To further investigate the relationship between immune cells and 12 inflammation-related genes, we performed the analysis using Cibersort software (https://cibersortx.stanford.edu/). The result showed that the genes, which are associated with poor prognosis, were positively correlated with macrophage M2 and negatively correlated with macrophage M1(Fig. 7E). Our results suggest that M2-macrophages are important factor for the poor survival rate in the high-risk group patients.
8. High-risk group has higher tumor mutational burden (TMB) and higher drug sensitivity to Bicalutamide and Imatinib.

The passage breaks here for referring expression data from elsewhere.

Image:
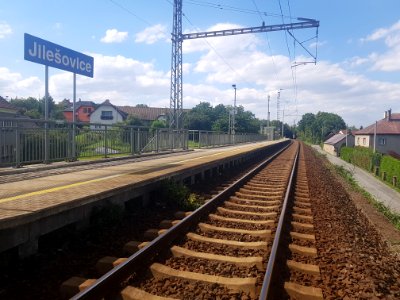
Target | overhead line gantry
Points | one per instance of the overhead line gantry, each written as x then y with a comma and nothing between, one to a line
176,94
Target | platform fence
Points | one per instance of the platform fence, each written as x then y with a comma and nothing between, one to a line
210,139
29,141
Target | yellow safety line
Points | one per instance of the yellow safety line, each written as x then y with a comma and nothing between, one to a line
56,188
186,160
41,192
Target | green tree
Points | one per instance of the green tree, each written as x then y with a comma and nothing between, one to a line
200,117
157,124
315,128
133,121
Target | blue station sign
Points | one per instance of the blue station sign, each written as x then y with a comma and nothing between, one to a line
47,53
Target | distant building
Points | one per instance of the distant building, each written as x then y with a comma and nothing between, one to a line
108,114
83,109
334,144
6,109
146,114
387,133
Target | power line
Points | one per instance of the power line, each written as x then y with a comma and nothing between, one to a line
130,12
268,41
232,8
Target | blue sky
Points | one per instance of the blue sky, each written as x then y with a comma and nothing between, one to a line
357,74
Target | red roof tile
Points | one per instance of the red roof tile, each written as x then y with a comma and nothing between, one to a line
5,104
145,113
384,126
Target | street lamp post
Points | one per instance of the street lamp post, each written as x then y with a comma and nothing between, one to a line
234,113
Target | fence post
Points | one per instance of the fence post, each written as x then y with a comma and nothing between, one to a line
132,141
17,148
157,135
139,149
46,142
376,171
105,141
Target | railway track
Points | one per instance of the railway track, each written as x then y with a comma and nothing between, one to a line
254,240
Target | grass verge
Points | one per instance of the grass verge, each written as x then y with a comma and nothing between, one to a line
393,217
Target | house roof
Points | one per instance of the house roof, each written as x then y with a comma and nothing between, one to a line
5,104
108,103
384,126
145,113
335,139
80,103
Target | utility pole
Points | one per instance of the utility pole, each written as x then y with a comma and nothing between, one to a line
234,110
269,114
176,103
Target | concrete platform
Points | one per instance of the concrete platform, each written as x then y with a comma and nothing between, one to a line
34,207
380,191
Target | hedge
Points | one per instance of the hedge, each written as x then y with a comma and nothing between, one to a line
391,166
360,156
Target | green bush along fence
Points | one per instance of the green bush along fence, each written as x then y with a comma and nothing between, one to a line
384,166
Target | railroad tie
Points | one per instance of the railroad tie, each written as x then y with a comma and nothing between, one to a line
261,233
224,210
251,245
132,293
166,224
134,246
151,234
182,214
74,285
247,285
107,263
239,261
234,220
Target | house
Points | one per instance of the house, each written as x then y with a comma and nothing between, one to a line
387,133
106,113
146,114
83,109
6,109
333,144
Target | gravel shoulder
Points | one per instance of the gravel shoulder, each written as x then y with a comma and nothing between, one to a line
389,233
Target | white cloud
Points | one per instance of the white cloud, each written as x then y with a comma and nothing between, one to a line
151,34
125,81
114,36
382,33
209,73
388,61
5,29
13,84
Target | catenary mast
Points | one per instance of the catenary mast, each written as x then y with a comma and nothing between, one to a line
176,94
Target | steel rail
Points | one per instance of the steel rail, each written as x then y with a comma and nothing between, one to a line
264,293
107,284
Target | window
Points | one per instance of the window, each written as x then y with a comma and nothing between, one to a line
106,115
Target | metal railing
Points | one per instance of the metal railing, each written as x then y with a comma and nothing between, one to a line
209,139
27,141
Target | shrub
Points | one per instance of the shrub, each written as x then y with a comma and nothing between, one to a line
177,195
391,166
362,157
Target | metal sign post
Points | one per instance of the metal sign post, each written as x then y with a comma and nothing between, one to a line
49,54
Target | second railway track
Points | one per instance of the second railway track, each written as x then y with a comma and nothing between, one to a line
227,249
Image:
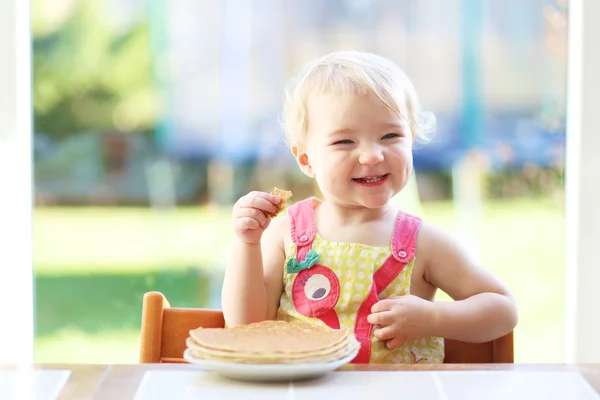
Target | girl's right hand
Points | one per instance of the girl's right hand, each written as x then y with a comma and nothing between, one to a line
249,220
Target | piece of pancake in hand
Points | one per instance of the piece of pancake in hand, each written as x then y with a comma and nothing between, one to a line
284,195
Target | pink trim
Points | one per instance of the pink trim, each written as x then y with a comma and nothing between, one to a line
404,239
403,250
302,226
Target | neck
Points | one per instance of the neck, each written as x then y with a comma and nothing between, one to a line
349,215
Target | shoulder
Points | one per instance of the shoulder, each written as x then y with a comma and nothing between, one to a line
432,240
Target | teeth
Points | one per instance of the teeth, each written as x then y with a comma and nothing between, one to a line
371,180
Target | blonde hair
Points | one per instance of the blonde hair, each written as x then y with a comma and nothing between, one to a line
352,72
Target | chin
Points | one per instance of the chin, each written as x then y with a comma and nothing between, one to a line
376,202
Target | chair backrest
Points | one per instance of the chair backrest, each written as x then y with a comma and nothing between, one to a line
165,329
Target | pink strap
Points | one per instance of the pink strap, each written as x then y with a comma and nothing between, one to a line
404,246
302,224
404,240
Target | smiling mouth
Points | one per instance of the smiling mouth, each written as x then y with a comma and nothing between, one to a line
370,179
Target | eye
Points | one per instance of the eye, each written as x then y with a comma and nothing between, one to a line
345,141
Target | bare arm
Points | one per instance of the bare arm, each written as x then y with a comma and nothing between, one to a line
483,309
254,277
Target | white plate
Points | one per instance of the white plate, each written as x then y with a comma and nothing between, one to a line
268,372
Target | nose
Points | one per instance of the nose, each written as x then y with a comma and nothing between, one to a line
370,155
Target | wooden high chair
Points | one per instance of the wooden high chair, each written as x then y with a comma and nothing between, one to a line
165,329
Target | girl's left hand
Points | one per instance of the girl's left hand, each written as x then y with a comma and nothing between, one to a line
402,319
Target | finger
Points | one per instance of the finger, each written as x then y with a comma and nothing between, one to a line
245,223
394,343
259,202
253,213
265,224
380,318
383,305
385,333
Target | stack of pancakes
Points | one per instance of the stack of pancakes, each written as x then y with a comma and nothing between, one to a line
272,342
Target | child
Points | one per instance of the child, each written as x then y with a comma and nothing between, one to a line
351,260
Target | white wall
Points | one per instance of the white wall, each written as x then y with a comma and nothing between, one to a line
582,323
16,283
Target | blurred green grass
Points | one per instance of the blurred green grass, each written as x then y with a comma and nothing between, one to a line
92,266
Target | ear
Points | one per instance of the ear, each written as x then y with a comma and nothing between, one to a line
302,160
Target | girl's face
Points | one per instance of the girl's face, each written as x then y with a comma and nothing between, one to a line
359,151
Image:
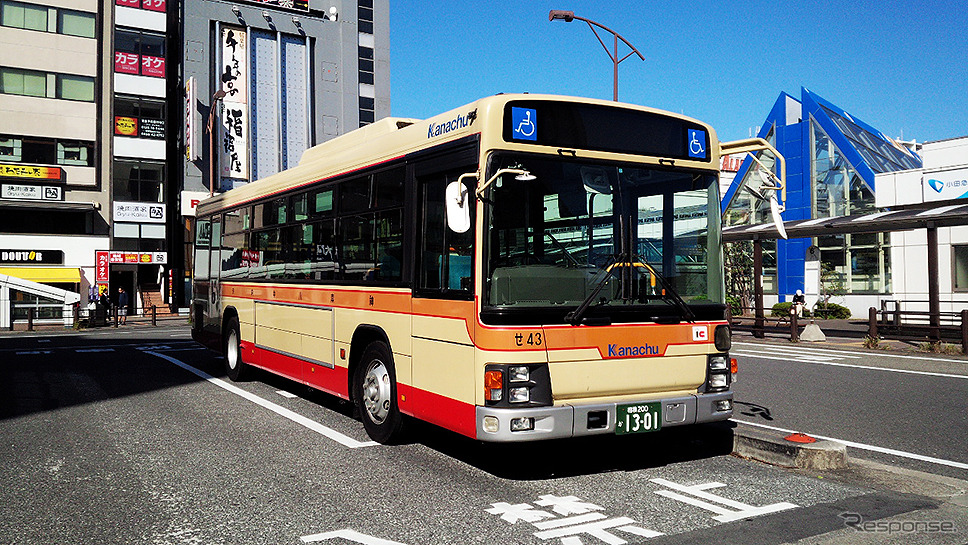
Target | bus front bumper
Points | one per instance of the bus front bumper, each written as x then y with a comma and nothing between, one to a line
561,421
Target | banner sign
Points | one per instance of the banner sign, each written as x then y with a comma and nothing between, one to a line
292,5
138,257
234,77
139,212
29,171
102,274
945,186
50,257
32,192
192,121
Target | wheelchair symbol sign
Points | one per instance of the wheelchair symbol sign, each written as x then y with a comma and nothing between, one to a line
697,143
524,124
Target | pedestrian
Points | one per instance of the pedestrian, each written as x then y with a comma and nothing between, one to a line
122,305
799,301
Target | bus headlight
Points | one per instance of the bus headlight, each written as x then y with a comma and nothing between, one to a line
519,395
519,373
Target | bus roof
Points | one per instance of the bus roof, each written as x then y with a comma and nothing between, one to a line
391,138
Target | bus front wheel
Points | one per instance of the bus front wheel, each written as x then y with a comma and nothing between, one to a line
235,368
375,392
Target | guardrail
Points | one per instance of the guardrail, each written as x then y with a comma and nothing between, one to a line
915,324
80,317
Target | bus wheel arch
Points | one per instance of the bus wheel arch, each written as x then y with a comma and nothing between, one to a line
373,385
235,366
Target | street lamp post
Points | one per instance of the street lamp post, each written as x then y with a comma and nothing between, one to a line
569,16
219,95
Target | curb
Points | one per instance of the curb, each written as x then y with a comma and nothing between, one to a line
773,449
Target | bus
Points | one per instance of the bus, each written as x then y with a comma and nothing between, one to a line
525,267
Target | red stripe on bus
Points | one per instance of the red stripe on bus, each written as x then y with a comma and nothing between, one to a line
439,410
330,380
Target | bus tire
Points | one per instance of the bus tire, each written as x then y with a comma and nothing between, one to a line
375,394
235,368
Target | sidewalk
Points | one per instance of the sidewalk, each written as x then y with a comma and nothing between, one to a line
850,333
132,321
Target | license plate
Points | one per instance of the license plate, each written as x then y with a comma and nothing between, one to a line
638,418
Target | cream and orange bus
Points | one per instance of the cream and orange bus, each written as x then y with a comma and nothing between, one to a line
524,267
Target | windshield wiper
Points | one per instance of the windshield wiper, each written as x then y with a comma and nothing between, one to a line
667,290
575,317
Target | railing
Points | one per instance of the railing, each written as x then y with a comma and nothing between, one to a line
34,315
919,324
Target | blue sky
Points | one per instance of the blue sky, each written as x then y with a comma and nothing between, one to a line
899,66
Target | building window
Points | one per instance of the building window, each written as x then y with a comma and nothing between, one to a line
139,181
46,19
838,189
959,265
25,16
75,23
46,151
33,83
366,67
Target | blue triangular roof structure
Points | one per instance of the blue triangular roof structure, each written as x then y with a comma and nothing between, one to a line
867,149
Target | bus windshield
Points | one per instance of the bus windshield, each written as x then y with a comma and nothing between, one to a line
616,242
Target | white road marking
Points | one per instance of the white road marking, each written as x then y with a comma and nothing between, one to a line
862,446
848,352
707,500
281,411
766,354
350,535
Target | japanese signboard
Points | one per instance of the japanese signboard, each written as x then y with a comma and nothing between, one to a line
151,5
234,137
234,73
30,171
125,126
139,212
137,257
50,257
31,192
294,5
192,123
126,63
151,128
102,273
152,66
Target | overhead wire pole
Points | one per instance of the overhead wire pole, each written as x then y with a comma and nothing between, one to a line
569,16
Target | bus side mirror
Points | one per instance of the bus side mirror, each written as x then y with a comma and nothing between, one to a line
458,204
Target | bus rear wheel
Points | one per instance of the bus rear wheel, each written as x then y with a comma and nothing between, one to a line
235,368
375,393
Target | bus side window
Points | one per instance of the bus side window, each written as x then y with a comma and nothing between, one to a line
445,257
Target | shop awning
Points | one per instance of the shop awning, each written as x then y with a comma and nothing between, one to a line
44,275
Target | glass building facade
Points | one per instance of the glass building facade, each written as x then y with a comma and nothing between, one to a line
832,158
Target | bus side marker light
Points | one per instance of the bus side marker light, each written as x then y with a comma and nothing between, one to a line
491,424
493,385
522,424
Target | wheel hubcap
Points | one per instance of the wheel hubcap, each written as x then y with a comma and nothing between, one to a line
232,352
376,392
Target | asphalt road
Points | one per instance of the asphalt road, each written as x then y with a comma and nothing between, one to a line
913,404
134,436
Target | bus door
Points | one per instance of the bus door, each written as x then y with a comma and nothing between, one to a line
443,303
205,277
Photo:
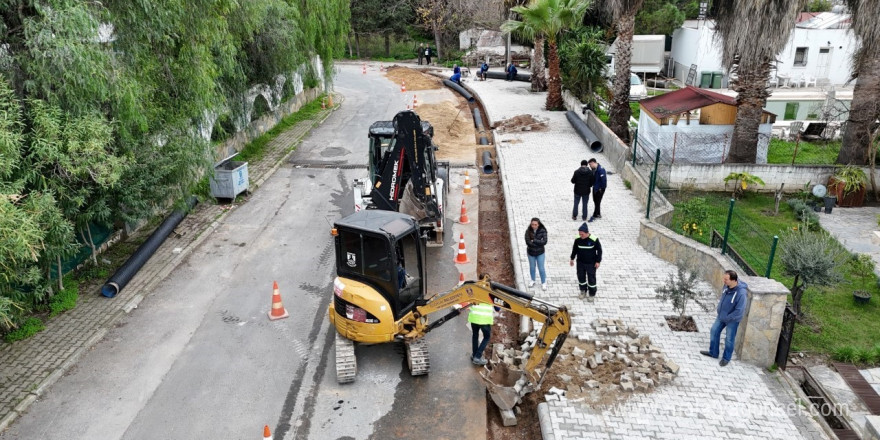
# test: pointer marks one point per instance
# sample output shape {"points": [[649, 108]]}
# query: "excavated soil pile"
{"points": [[453, 128], [522, 123], [415, 80]]}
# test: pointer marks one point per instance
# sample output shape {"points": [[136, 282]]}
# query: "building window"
{"points": [[800, 56], [791, 109]]}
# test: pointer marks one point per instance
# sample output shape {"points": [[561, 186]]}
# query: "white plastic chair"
{"points": [[810, 80]]}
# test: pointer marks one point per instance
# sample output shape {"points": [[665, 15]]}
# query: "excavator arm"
{"points": [[408, 162], [555, 319]]}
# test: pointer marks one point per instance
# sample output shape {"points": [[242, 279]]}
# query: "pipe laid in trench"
{"points": [[143, 253], [584, 132], [487, 163], [461, 91], [503, 75], [478, 124]]}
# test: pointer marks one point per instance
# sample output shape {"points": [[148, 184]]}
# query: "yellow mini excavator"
{"points": [[379, 295]]}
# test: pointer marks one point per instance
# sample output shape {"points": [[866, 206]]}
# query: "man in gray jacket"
{"points": [[731, 308]]}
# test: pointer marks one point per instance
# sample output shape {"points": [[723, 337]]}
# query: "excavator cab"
{"points": [[380, 274]]}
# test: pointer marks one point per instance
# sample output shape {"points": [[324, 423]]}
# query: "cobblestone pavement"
{"points": [[28, 368], [705, 400]]}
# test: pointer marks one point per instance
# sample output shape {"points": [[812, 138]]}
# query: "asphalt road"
{"points": [[199, 359]]}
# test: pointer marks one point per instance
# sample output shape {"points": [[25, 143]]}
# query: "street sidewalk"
{"points": [[28, 368], [705, 400]]}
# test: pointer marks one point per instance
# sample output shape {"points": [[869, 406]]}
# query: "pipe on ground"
{"points": [[526, 77], [458, 88], [487, 163], [584, 132], [143, 253]]}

High tumor mutational burden (TMB) and neoantigen load in tumors have been associated with an enhanced response to immune checkpoint blockade therapy[50]. In order to confirm the somatic mutation differences in our defined high- and low-risk groups, we downloaded the somatic mutation data and performed tumor mutation burden analysis. We also analyzed amino acid mutation site, drug-gene interaction, oncogenic signal pathway, and drug sensitivity. The results showed that SNP deletion mutations are the most common in breast cancer (Figs. 8A, B, S3A and S3B). The mutation frequency of the TTN and GATA3 genes was higher in the high-risk group, while the mutation frequency of TP53, PIK3CA, and CDH1 was higher in the low-risk group (Figs. 8C and S3C-H). Inflammation-related hub gene mutation frequency in the high-risk group was higher than in the low-risk group (Figure S3I). And there was a higher TMB in the high-risk group (Figs. 8D and 8E). We further predicted potential drug signaling pathways based on gene mutation frequencies and biological functions (Figures S3G-M). It is well known that the sensitivity to chemotherapeutic drugs significantly affects the treatment outcome of patients. Through drug screening, we found that PD.0332991, ROSCOVITINE, and risk score were significantly positively correlated (Figs. 8F-I), and the treatment effect was better for low-risk patients. Bicalutamide, Imatinib, and RISK Score were negatively correlated (Figs. 8J-M), and the treatment effect was better in high-risk patients.